In the first half of the 20th century, radio communications had experienced great expansion, and the growing professional community of developers and operators of radio systems required standardization, research, and authoritative dissemination of new results among practitioners and researchers. To meet these needs, the IRE established professional journals (most notably the Proceedings of the IRE, established 1913 and edited for 41 years by Alfred N. Goldsmith); participated actively in all aspects of standardization and regulations of the frequency spectrum, modulation techniques, testing methods, and radio equipment; and organized regional and professional groups (starting in 1914 and 1948, respectively) for cooperation and exchange between members. The IRE was a major participant in planning of the Federal Radio Commission (established 1927; later the Federal Communications Commission), and worked in close cooperation with the National Electrical Manufacturers Association, the Radio Manufacturers Association, the Radio and Television Manufacturers Association, and the National Television System Committee on Standards. The IRE also started (in 1914) a program of professional recognition, through the membership grade of IRE Fellow. The first Fellow was Jonathan Zenneck (1871–1959), a pioneer of wireless telegraphy.

==Merger==
Until the early 1940s IRE was a relatively small engineering organization, but the growing importance of electronic communications and the emergence of the discipline of electronics in the 1940s have increased its appeal to practitioners. Students of electrical engineering and young electrical engineers favored IRE over its older rival, the AIEE, and in 1957 IRE (with 57,000 members) was the larger organization. Negotiations about merging the two organizations started that year and continued until a new joint organization, the Institute of Electrical and Electronics Engineers (IEEE) was established in 1963. Several new professional organizations (such as the Society of Broadcast Engineers), were founded shortly thereafter by IRE and AIEE members who opposed the merger.

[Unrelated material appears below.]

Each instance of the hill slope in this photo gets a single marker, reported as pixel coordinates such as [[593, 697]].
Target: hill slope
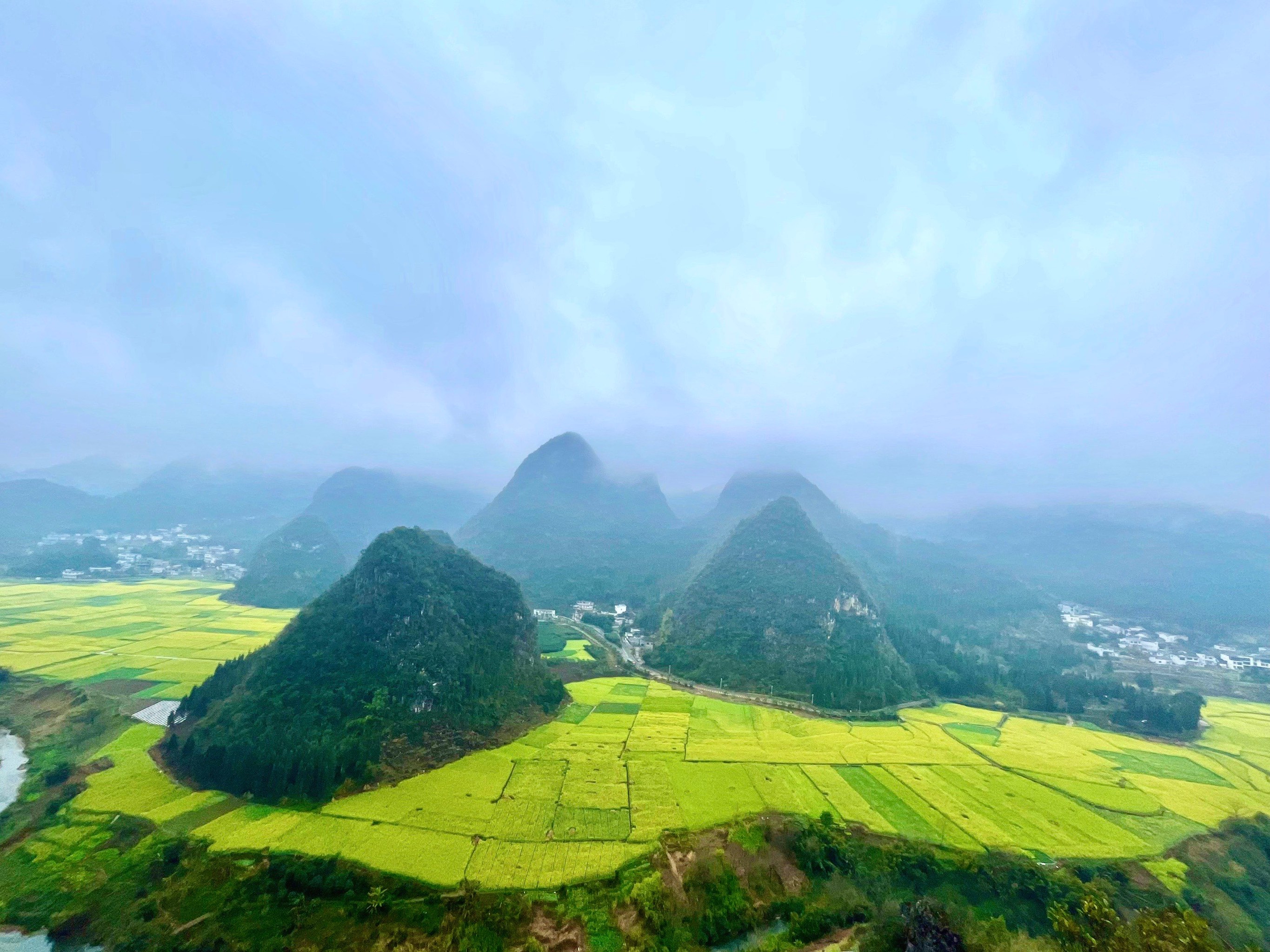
[[1165, 564], [291, 568], [567, 530], [359, 504], [419, 645], [32, 508], [902, 573], [778, 608], [300, 560], [233, 504]]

The first president of IRE was Robert H. Marriott, chief engineer of the Wireless Company of America. Other notable presidents of the IRE included Irving Langmuir (1923), John H. Morecroft (1924), Lee deForest (1930), Louis A. Hazeltine (1936), Frederick E. Terman (1941), Arthur F. Van Dyck (1942), William R. Hewlett (1954), Ernst Weber (1959; also first president of IEEE, 1963) and Patrick E. Haggerty (1962).

==Medal of Honor==
The IRE issued the IRE Medal of Honor each year which is now the IEEE Medal of Honor.